The report underscores the problems that states face as the nation moves closer to the five-year lifetime limit on welfare benefits required by the 1996 federal welfare law. Despite a strong economy that has sharply reduced welfare rolls, states are struggling to place long-term welfare recipients in jobs.
"The success so far has been with people who face few or no barriers," said Melville Miller, president of Legal Services of New Jersey, a nonprofit group that provides free legal services to the poor.
To Miller, the "most striking" finding in the report was the problem among many long-term welfare recipients of dealing with depression - a condition, he noted, that "can shut down the human body's ability to function."
Among its other recommendations, the report calls for expanding state services and training caseworkers to identify people with mental-health problems.
The findings are similar to those of other studies throughout the country.
In a February report, the Center on Budget and Policy Priorities in Washington cited studies that found a significant number of welfare recipients in 24 states suffering from an array of mental and physical disabilities.
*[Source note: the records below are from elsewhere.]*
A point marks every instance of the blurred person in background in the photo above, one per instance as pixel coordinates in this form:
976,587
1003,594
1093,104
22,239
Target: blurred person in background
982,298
In Utah, for example, two-fifths of the people on welfare for more than three years suffer from major clinical depression, the report said.
The center also found that long-term welfare recipients face problems of low IQ, learning disabilities, and substance abuse.
"There is a high incidence of disability," report author Eileen Sweeney said. "Often they're not things that are so disabling that they could never work but things that require . . . some additional supports."
Jacqueline Tencza, a spokeswoman for the New Jersey Department of Human Services, said that the Legal Services report was similar to a recent state study, and that the department had already begun to enact many of the recommendations made by Legal Services.